In Syria, the United Nations says that the government of President Bashar al-Assad has killed more than 3,500
people over the course of the citizen uprising that has gone on for eight months. Last month, the Wall Street Journal
reported that Blue Coat’s technology was used to help the government block or log Syrians’ attempts to connect to
facebook.com/syrian.revolution and other sites related to protests against the government.

The latest report from the Toronto group indicates that Blue Coat’s technology was more widely used in Syria than
previously thought. Deibert says that while the company acknowledges 13 of its servers ended up in Syria, forensic
analysis of networks shows that at least 15 of its devices are in use there. And after Citizen Lab conducted a forensic
examination of Internet traffic in Myanmar, “we found very strong evidence that Blue Coat devices are presently
employed in Burma at the highest level to censor the Internet and facilitate surveillance,” he said. The report
offers no insight into how the devices, if they are indeed in use in Myanmar, might have ended up there.
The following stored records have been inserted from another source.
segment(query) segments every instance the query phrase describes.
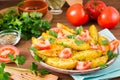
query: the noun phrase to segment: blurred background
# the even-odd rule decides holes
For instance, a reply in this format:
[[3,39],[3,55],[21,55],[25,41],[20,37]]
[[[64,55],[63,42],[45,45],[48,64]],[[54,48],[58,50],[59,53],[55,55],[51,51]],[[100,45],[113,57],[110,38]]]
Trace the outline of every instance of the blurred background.
[[[22,0],[0,0],[0,9],[5,7],[15,6]],[[83,4],[85,4],[88,0],[83,0]],[[106,3],[106,5],[115,7],[118,11],[120,11],[120,0],[102,0]],[[68,6],[66,3],[64,6]]]

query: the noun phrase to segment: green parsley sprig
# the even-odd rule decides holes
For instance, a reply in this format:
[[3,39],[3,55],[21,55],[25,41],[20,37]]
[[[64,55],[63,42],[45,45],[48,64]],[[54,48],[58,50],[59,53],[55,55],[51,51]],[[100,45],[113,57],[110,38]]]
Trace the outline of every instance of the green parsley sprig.
[[17,30],[21,33],[21,37],[26,40],[33,36],[39,37],[50,26],[51,24],[47,20],[43,20],[42,13],[39,12],[18,14],[15,8],[10,8],[0,17],[0,31]]
[[5,72],[5,63],[0,63],[0,80],[9,80],[10,79],[10,73]]
[[13,61],[14,63],[16,63],[16,65],[19,67],[19,65],[23,65],[26,61],[26,58],[24,56],[16,56],[16,58],[14,58],[14,56],[12,54],[8,54],[8,57],[10,58],[11,61]]

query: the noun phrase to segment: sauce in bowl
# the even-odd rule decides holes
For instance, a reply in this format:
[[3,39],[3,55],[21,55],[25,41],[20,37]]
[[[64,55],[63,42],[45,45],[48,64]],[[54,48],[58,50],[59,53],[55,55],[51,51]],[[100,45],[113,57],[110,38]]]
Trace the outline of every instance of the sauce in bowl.
[[0,32],[0,45],[16,45],[20,40],[20,33],[16,30],[4,30]]

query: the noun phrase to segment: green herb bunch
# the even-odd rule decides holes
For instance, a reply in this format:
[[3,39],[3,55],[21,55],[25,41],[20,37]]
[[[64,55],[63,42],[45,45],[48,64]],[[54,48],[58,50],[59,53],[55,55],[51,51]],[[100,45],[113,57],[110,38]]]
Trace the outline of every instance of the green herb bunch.
[[39,12],[22,12],[19,14],[16,9],[10,8],[0,15],[0,31],[17,30],[21,33],[21,37],[26,40],[32,36],[40,36],[49,28],[50,23],[43,20],[42,13]]

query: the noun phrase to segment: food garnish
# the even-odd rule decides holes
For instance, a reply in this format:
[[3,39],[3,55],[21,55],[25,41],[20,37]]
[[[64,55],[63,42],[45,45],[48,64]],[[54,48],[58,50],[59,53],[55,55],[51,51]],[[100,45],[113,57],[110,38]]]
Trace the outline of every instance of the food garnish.
[[0,17],[1,30],[17,30],[24,39],[38,37],[50,28],[50,23],[42,19],[39,12],[23,12],[19,14],[15,8],[10,8]]
[[[58,37],[59,33],[64,36]],[[49,43],[49,48],[40,49],[36,46],[50,39],[53,41]],[[87,70],[100,66],[103,69],[107,67],[103,64],[117,57],[115,51],[118,45],[118,40],[108,40],[100,35],[95,25],[86,30],[81,26],[68,29],[57,23],[57,27],[42,33],[40,38],[32,38],[32,47],[37,49],[32,51],[37,57],[50,66],[68,70]]]

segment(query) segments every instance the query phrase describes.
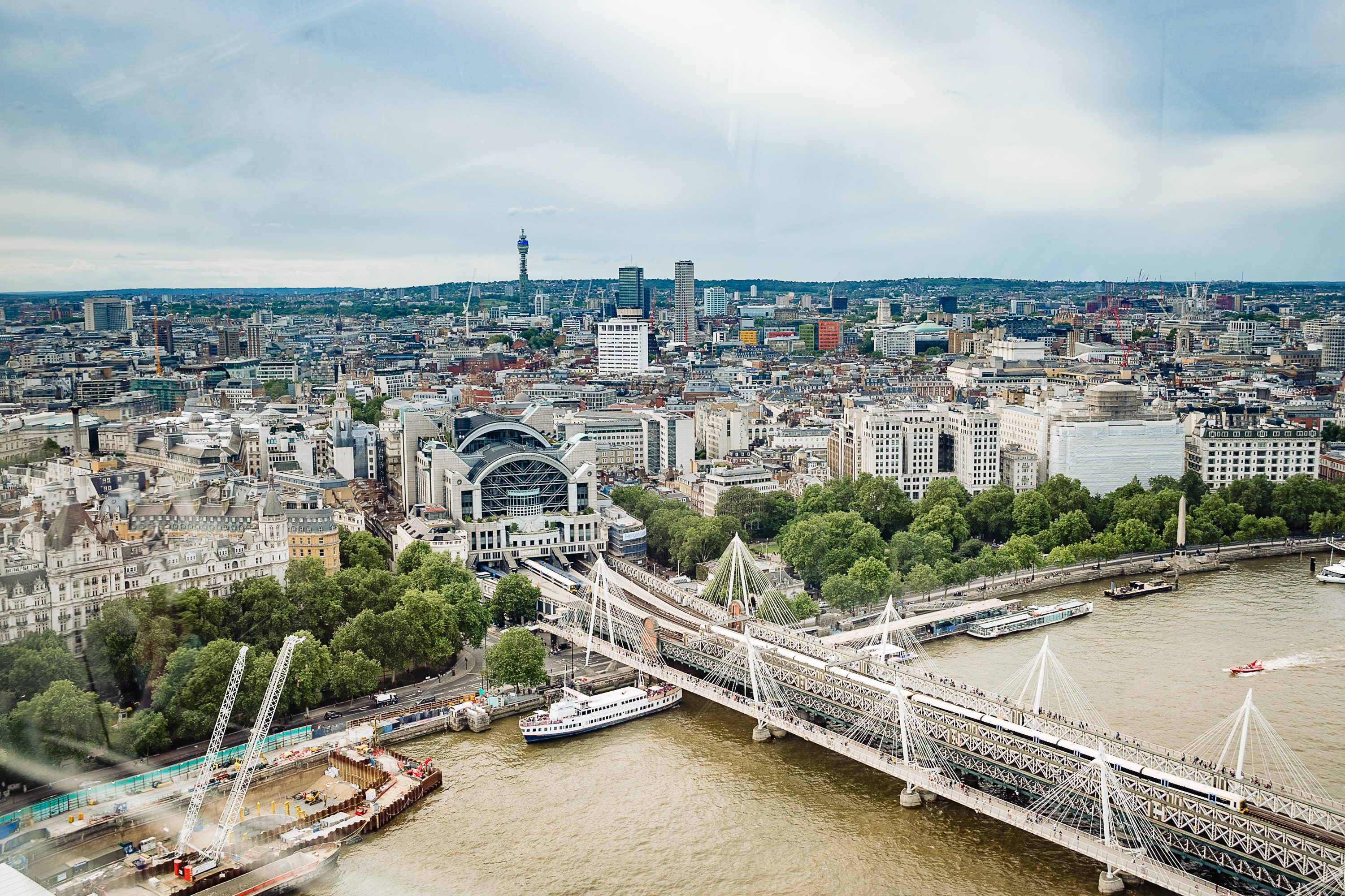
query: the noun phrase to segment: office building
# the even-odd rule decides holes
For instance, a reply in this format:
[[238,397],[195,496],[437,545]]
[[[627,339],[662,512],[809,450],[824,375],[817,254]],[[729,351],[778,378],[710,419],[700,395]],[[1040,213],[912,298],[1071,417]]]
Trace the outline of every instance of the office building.
[[125,330],[134,322],[134,300],[105,296],[85,298],[85,330]]
[[247,357],[261,357],[265,353],[266,353],[266,328],[262,326],[261,324],[249,324]]
[[672,267],[672,341],[690,343],[695,333],[695,265],[681,261]]
[[242,343],[238,339],[238,330],[235,329],[222,329],[218,330],[219,339],[219,357],[238,357],[242,355]]
[[705,287],[705,316],[724,317],[729,313],[729,294],[722,286]]
[[650,367],[650,324],[613,317],[597,325],[599,376],[643,373]]
[[[1291,476],[1317,476],[1322,435],[1310,427],[1275,420],[1236,420],[1210,415],[1186,437],[1186,469],[1196,470],[1212,489],[1235,480],[1264,476],[1283,482]],[[1258,423],[1254,426],[1252,423]]]
[[533,282],[527,278],[527,234],[518,231],[518,304],[533,304]]
[[616,316],[648,318],[650,313],[650,294],[644,286],[644,269],[620,269],[617,271]]
[[841,348],[841,321],[818,321],[818,351],[834,352]]
[[1345,324],[1322,326],[1322,369],[1345,369]]

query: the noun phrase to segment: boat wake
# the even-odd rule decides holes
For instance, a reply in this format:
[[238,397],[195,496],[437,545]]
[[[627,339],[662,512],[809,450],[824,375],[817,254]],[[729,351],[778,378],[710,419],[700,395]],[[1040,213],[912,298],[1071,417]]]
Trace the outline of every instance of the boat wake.
[[1326,662],[1330,657],[1322,653],[1295,653],[1290,657],[1275,657],[1272,660],[1262,660],[1262,668],[1255,672],[1244,672],[1241,668],[1236,669],[1221,669],[1221,672],[1228,672],[1235,676],[1259,676],[1263,672],[1279,672],[1282,669],[1294,669],[1297,666],[1315,666],[1321,662]]

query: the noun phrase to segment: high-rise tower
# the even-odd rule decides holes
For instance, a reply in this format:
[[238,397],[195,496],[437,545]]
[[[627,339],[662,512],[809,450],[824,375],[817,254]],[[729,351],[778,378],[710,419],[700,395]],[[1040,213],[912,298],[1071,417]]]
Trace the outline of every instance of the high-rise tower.
[[527,279],[527,234],[518,231],[518,304],[533,306],[533,282]]
[[695,332],[695,265],[672,266],[672,340],[690,343]]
Deibert said prior Citizen Lab reports showed that products from the Canadian company Netsweeper are being
used in a variety of countries to block access to Web content related to human rights, political opposition, and
gay and lesbian issues. Technology from McAfee, now owned by Intel, and Websense has also been used in
repressive regimes. In a recent blog post, Websense called on the industry to regulate itself more tightly.

Deibert called on Blue Coat to take action to prevent further use of its technology by repressive regimes.
But it’s not clear that the transfer broke any U.S. embargo. “We are unclear whether it constitutes a
violation of the sanctions according to the strict reading of the sanctions themselves,” Deibert says. “But
certainly they constitute a violation of the spirit of the laws, and raise some serious questions about lack
of due diligence on the part of Blue Coat.”

Calls to the State Department press office about Blue Coat were not immediately returned.